Conversion Factor for Flow Between Various Gases

[redsox9887]

Hi Everyone,

I am trying to understand how a certain flow conversion factor was reached. The factor is used to convert Oxygen to Air and vice versa. The source of this conversion factor states:

"The theoretical ratio of Air flow to Oxygen flow is as follows:

(Flow (Air))/(Flow (O_2 ) )=1.0512

1.0512= √(32/28.96)

Where... Molecular Weight of O_2 = 32.00 g/mol
Molecular Weight of Air = 28.96 g/mol"


Based off of the Ideal Gas Law it makes sense that the ratio of flows would be based off of the ratios of molecular weights. I am not sure where the square root term comes in though?

Some further information: I am measuring the flow rate through an orifice using air and now I am trying to find what the equivalent flow rate in oxygen would be. My temperature is the same for both gases, specified at 70°F. My upstream pressure is 69.7 psia and my downstream pressure is 14.7 psia. I am trying to find flow rate in LPM with a specified Temp and Pressure.

 

[boneh3ad]

It comes, most likely, from the fact that the speed of the sound in an ideal gas depends on, among other things, the square root of the specific gas constant. The speed of sound in an ideal gas is
a = \sqrt{\gamma R T}
where $R = \bar{R}/m$ is the specific gas constant and $m$ is the molecular weight of the gas. So, naturally speaking, if you have two gases flowing at a constant Mach number, $M=u/a$, then the velocity is $u = Ma$ and the ratio of the two velocities are
\dfrac{u_1}{u_2} = \dfrac{a_1}{a_2} = \dfrac{\sqrt{\gamma R_1 T} }{\sqrt{\gamma R_2 T}} = \dfrac{\sqrt{\gamma \bar{R} T} }{\sqrt{\gamma \bar{R} T}}\dfrac{m_2}{m_1} = \dfrac{m_2}{m_1}.
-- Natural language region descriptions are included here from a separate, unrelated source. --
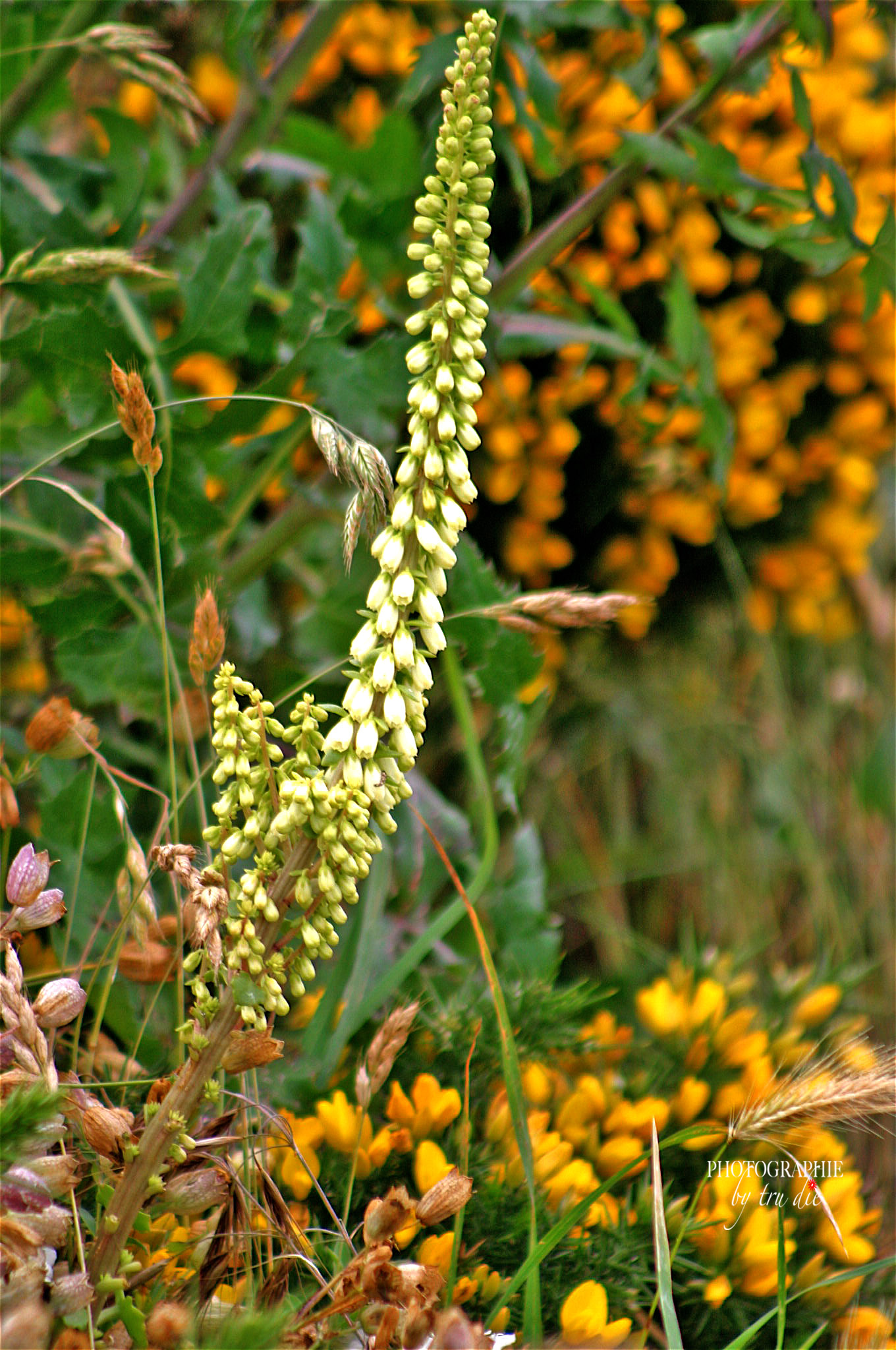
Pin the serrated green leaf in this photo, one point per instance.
(219, 289)
(879, 273)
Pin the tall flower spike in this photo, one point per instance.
(386, 701)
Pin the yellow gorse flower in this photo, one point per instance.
(430, 1110)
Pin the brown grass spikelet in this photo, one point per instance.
(207, 639)
(383, 1052)
(146, 962)
(445, 1198)
(136, 416)
(817, 1092)
(561, 608)
(60, 730)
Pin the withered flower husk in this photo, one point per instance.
(146, 963)
(47, 909)
(250, 1051)
(60, 730)
(207, 639)
(445, 1198)
(59, 1002)
(455, 1332)
(196, 1191)
(70, 1292)
(387, 1216)
(105, 1129)
(168, 1325)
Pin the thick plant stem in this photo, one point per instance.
(184, 1098)
(538, 251)
(53, 61)
(169, 726)
(270, 95)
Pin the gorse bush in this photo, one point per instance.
(221, 1123)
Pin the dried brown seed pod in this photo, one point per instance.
(107, 1129)
(445, 1198)
(60, 730)
(146, 963)
(250, 1049)
(168, 1325)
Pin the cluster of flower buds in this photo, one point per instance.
(385, 704)
(269, 801)
(332, 790)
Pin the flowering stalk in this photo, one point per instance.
(305, 820)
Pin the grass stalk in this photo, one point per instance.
(169, 730)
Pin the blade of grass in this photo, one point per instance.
(513, 1083)
(749, 1334)
(661, 1250)
(575, 1216)
(781, 1280)
(464, 1167)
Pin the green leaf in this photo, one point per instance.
(67, 350)
(246, 993)
(121, 667)
(685, 331)
(128, 165)
(528, 940)
(217, 292)
(656, 152)
(802, 109)
(879, 273)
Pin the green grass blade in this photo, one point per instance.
(749, 1334)
(781, 1280)
(516, 1102)
(661, 1252)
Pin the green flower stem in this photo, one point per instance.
(477, 769)
(169, 728)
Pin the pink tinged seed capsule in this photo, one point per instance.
(47, 909)
(27, 877)
(59, 1003)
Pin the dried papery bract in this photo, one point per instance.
(60, 730)
(135, 53)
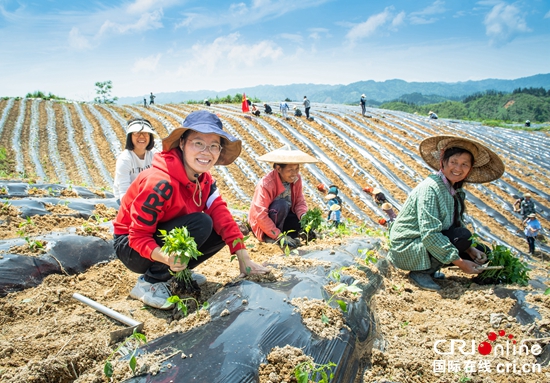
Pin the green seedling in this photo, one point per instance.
(311, 221)
(369, 255)
(308, 371)
(182, 306)
(341, 287)
(514, 270)
(135, 340)
(179, 243)
(233, 257)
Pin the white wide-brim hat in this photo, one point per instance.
(487, 165)
(140, 125)
(285, 155)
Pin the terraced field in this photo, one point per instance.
(79, 143)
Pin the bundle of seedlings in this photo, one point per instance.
(178, 242)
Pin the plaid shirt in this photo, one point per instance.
(417, 230)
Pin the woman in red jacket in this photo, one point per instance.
(278, 203)
(177, 191)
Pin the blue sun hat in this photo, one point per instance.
(205, 122)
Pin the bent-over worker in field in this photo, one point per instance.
(177, 191)
(278, 203)
(429, 231)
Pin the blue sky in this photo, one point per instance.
(144, 46)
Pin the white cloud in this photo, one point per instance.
(228, 52)
(146, 22)
(295, 38)
(369, 27)
(425, 16)
(503, 23)
(77, 41)
(146, 64)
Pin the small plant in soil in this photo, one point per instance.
(308, 371)
(369, 255)
(179, 243)
(311, 221)
(182, 306)
(131, 343)
(233, 257)
(339, 288)
(513, 271)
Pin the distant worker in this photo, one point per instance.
(255, 111)
(284, 108)
(532, 228)
(378, 196)
(527, 206)
(388, 209)
(334, 205)
(363, 103)
(307, 105)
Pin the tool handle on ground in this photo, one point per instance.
(105, 310)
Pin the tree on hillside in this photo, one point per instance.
(103, 91)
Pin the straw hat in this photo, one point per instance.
(140, 125)
(285, 155)
(487, 164)
(206, 122)
(386, 206)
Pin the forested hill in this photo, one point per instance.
(375, 91)
(522, 104)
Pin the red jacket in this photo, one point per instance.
(164, 192)
(266, 191)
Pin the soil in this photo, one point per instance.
(48, 336)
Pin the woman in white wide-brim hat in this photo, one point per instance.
(429, 231)
(278, 203)
(178, 190)
(136, 156)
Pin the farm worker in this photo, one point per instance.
(388, 209)
(278, 203)
(378, 196)
(136, 156)
(429, 231)
(334, 204)
(284, 108)
(177, 191)
(532, 228)
(307, 106)
(363, 103)
(527, 206)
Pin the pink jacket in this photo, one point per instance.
(269, 187)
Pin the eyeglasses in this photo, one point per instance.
(201, 147)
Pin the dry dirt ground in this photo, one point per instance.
(47, 336)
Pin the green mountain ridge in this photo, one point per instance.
(376, 92)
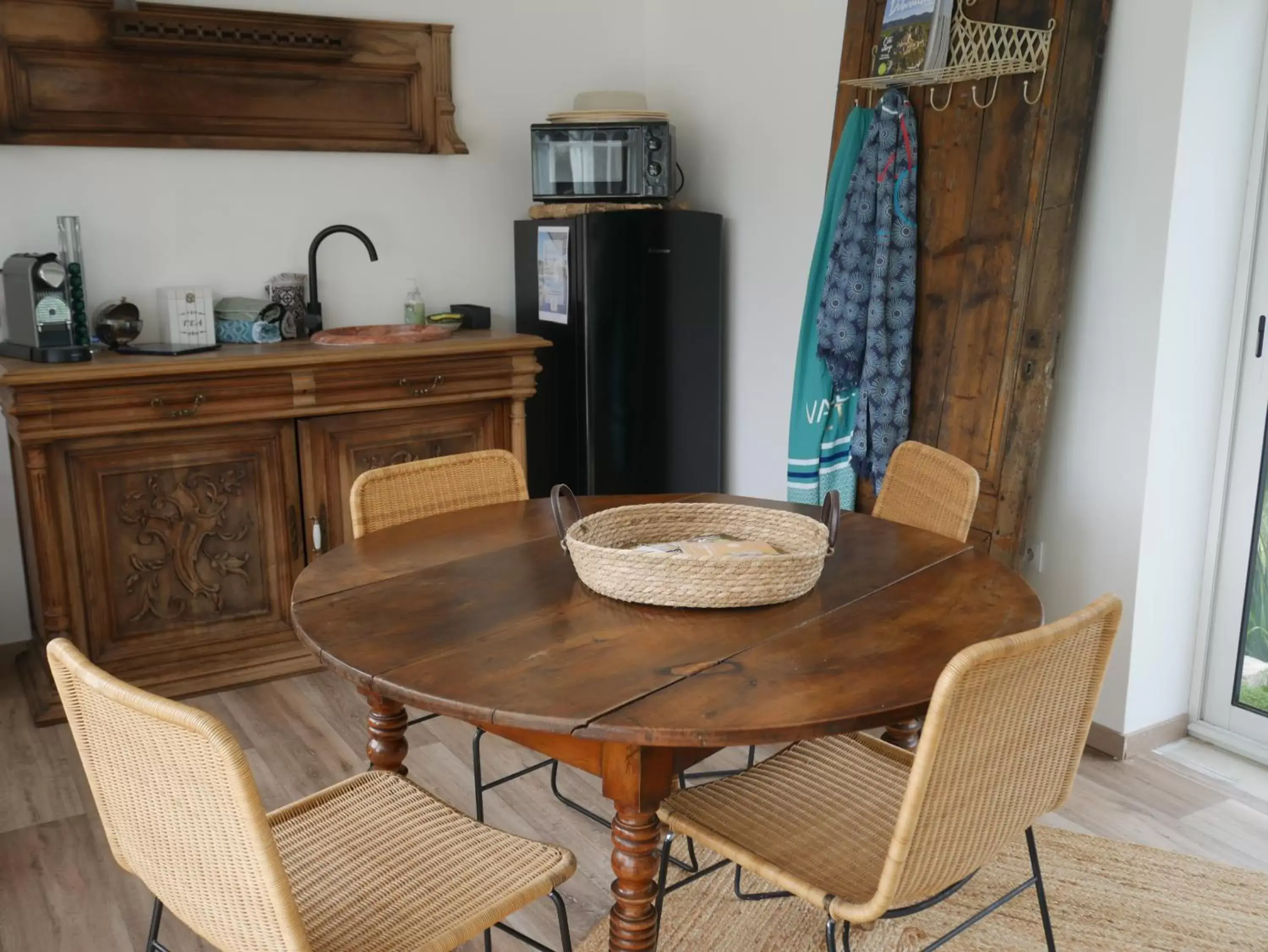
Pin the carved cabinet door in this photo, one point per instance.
(338, 449)
(188, 542)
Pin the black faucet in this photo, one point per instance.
(312, 323)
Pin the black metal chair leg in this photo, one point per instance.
(754, 897)
(565, 935)
(480, 791)
(572, 804)
(664, 878)
(713, 775)
(153, 944)
(1039, 889)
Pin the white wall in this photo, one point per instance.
(231, 220)
(752, 88)
(1125, 491)
(1222, 87)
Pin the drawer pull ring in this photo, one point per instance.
(158, 404)
(423, 391)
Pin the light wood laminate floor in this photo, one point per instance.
(61, 890)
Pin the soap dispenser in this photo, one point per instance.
(415, 311)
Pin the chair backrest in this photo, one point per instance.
(1001, 747)
(386, 497)
(930, 490)
(179, 808)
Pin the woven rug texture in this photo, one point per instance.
(1102, 895)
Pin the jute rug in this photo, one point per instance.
(1102, 895)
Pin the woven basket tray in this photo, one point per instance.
(601, 550)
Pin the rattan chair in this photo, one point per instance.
(930, 490)
(372, 862)
(865, 831)
(387, 497)
(925, 488)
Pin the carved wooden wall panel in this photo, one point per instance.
(186, 535)
(78, 73)
(1000, 192)
(164, 502)
(339, 449)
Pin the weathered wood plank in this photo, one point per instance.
(995, 262)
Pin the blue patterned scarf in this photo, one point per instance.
(868, 310)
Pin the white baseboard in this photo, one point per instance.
(1230, 742)
(1123, 746)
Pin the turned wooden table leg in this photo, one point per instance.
(636, 837)
(905, 734)
(387, 746)
(636, 779)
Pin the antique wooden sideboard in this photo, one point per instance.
(168, 503)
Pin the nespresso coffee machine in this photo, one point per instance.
(38, 315)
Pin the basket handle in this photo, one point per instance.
(831, 516)
(556, 510)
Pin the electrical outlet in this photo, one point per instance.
(1035, 557)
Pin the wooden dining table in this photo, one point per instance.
(478, 615)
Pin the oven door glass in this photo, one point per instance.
(584, 163)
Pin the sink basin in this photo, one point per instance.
(381, 334)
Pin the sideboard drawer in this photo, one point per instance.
(411, 381)
(163, 402)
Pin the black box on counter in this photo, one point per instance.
(476, 317)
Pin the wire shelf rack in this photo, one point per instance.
(978, 51)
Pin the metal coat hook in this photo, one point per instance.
(1039, 93)
(995, 89)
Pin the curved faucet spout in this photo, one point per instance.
(314, 323)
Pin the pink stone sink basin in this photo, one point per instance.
(381, 334)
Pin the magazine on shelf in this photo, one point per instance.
(915, 37)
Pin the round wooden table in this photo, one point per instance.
(478, 615)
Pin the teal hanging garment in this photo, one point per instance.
(822, 420)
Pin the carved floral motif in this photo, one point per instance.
(179, 521)
(377, 461)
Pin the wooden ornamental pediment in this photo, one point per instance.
(78, 73)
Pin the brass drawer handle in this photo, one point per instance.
(423, 391)
(158, 404)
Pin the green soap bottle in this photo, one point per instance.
(415, 311)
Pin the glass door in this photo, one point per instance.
(1235, 696)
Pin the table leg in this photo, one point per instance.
(636, 779)
(905, 734)
(387, 746)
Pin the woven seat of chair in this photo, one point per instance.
(386, 497)
(816, 819)
(378, 864)
(371, 864)
(930, 490)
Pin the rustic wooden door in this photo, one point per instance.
(188, 543)
(338, 449)
(1000, 193)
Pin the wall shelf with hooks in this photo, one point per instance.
(979, 51)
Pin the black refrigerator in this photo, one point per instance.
(629, 397)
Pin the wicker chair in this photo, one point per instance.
(930, 490)
(865, 831)
(372, 862)
(386, 497)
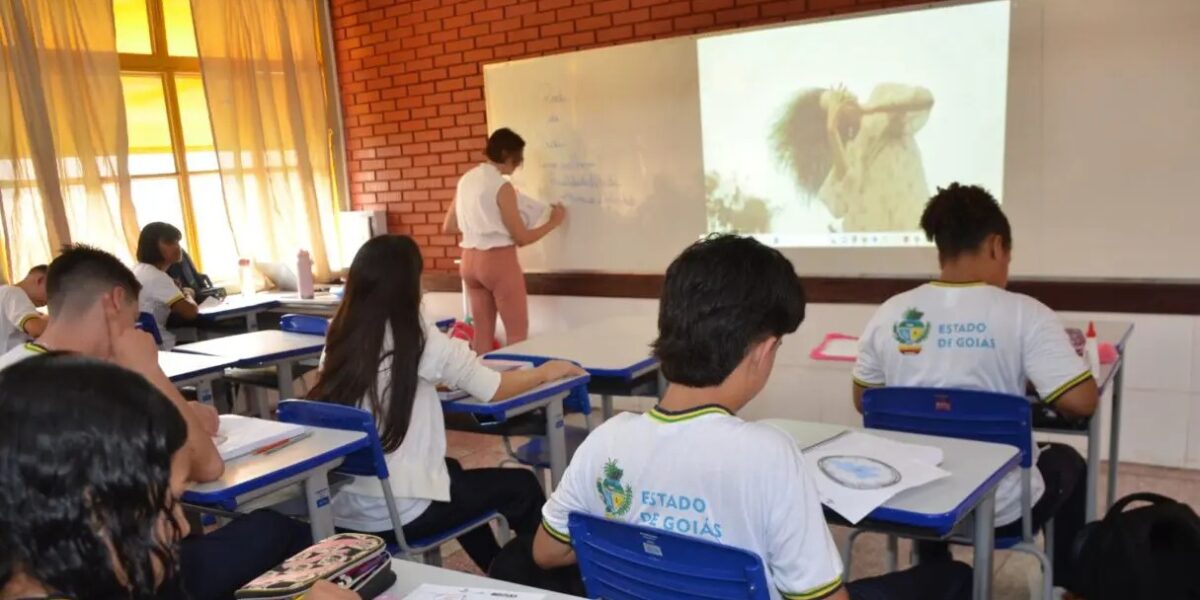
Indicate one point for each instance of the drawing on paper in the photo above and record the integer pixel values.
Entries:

Be careful here, though, because this all assumes that the gases have the save value for $\gamma = c_p/c_v$, which is approximately true for air and oxygen since both are diatomic (or at least, with air, mostly diatomic), but is not true in general. For the case of, say, air and carbon dioxide, the value of $\gamma$ will change and so not only will the numerator and denominator above not cancel out so nicely, but the Mach number wouldn't be the same in the first place since the isentropic relations governing the flow involve various incarnations of that quantity.